À un autre niveau, dans le dzogchen, on parle de l’auto-libération spontanée des namtoks (émotions et pensées discursives). À ce niveau de réalisation, il n’est sûrement plus nécessaire d’écrire un journal. Je n’en suis pas encore tout à fait là, c’est pourquoi j’écris toujours : c’est mon auto-libération ! Quant à la réalité de ce que raconte mon Journal : c’est une transcription de pensées discursives. C’est pourquoi il ne faut pas le prendre trop au sérieux !


Dukkha (pali) : insatisfaction, imperfection, souffrance. Une des trois caractéristiques de l’existence et de tous les phénomènes, selon le bouddhisme. Les deux autres sont anicca (l’imper­manence) et anatta (l’impersonnalité). Il y a trois sortes de dukkha : le dukkha de la souffrance : la souffrance est douloureuse par elle-même ; le dukkha du plaisir : le plaisir n’est pas complètement satisfaisant parce qu’il contient l’incertitude de son accomplissement et de son prolongement, la crainte de sa cessation et la nature douloureuse de la lassitude et de la satiété qu’il ne manquera pas de produire ; et le dukkha inhérent à tous les phénomènes conditionnés.

* Human Design : le Human Design est un système complexe de connaissance de soi qui fait appel d’une part aux dernières découvertes de la génétique et de la physique quantique et d’autre part aux anciens enseignements de l’astrologie, du Yi Jing, du système indien des chakras et de l’arbre de vie de la kabbale. Pour plus de détails : https://human-design-en-francais.simdif.com.

Samsara (pali) : littér. transmigration perpétuelle. Désigne le cycle des renaissances – le monde conditionné dans lequel nous vivons – qui, tant que nous n’en avons pas perçu la nature illusoire et le considérons comme la seule réalité, est comparé par le Bouddha à un océan de souffrance.

Dzogchen (tibétain) : littér. la grande perfection. Doctrine de l’école nyingma du bouddhisme tibétain, introduite au Tibet au huitième siècle par Padmasambhava. Ses adeptes considèrent le dzogchen comme un enseignement secret du Bouddha et comme le niveau suprême de tous les enseignements bouddhiques.

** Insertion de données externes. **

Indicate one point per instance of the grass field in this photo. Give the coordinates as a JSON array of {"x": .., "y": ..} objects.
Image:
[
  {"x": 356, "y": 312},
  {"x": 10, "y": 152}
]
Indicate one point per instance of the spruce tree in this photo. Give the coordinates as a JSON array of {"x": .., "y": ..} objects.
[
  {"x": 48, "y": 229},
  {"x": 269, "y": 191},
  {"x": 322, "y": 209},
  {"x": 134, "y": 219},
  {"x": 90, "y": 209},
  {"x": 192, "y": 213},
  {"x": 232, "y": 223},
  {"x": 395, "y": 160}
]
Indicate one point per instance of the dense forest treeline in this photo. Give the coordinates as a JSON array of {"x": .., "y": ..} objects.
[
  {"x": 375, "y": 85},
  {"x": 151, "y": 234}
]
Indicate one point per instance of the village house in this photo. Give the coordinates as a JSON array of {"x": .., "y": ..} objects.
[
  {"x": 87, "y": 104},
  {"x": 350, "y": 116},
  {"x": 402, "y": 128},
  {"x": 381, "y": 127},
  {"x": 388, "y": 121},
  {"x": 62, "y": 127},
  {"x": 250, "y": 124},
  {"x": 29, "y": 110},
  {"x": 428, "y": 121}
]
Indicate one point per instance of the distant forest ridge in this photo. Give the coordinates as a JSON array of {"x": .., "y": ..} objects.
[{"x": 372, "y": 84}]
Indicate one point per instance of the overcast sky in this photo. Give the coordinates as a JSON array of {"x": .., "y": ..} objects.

* Baret (Éric) (né en 1953) : disciple de Jean Klein, Éric Baret enseigne le shivaïsme tantrique du Cachemire. Il est devenu mon principal maître spirituel depuis notre rencontre en 2002.

* Ennéagramme : système d’étude de la personnalité humaine introduit en Occident par Gurdjieff au début du 20e siècle. Il décrit neuf types de caractère dont les liens sont représentés par les côtés d’un diagramme polygonal à neuf sommets appelé ennéagramme.

Pages : une des tâches de la voie de l’artiste (The Artist’s Way, de Julia Cameron) qui consiste à écrire trois pages par jour. À l’époque où je faisais cette pratique, mon Journal était devenu les Pages.